Towards Robotic Lake Maintenance: Integrating SONAR and Satellite Data to Assist Human Operators

TL;DR

This paper presents a two-step method combining satellite imagery and SONAR mapping to assist human operators in targeted aquatic vegetation harvesting in artificial lakes, reducing manual effort and improving ecological management.

Contribution

It introduces an integrated approach using satellite indices and SONAR data for precise underwater vegetation detection and mapping, enhancing human-robot collaboration in lake maintenance.

Findings

Satellite imagery effectively identifies areas of interest for vegetation.

SONAR mapping provides detailed bathymetric data for targeted harvesting.

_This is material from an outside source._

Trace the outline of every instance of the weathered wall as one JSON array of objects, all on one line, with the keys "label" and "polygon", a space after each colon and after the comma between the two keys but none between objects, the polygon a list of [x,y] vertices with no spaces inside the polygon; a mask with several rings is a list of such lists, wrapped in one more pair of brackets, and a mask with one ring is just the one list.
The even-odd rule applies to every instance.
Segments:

Preliminary results confirm the feasibility of the integrated approach.

Abstract

Artificial Water Bodies (AWBs) are human-made systems that require continuous monitoring due to their artificial biological processes. These systems demand regular maintenance to manage their ecosystems effectively. As a result of these artificial conditions, underwater vegetation can grow rapidly and must be harvested to preserve the ecological balance. This paper proposes a two-step approach to support targeted weed harvesting for the maintenance of artificial lakes. The first step is the initial detection of Submerged Aquatic Vegetation (SAV), also referred to in this paper as areas of interest, is performed using satellite-derived indices, specifically the Aquatic Plants and Algae (APA) index, which highlights submerged vegetation in water bodies. Subsequently, an Unmanned Surface Vehicle (USV) equipped with multibeam SOund NAvigation and Ranging (SONAR) performs high-resolution bathymetric mapping to locate and quantify aquatic vegetation precisely. This two-stage approach offers an effective human-robot collaboration, where satellite data guides the USV missions and boat skippers leverage detailed SONAR maps for targeted harvesting. This setup narrows the search space and reduces manual workload from human operators, making the harvesting process less labour-intensive for operators. Preliminary results demonstrate the feasibility of integrating satellite imagery and underwater acoustic sensing to improve vegetation management in artificial lakes.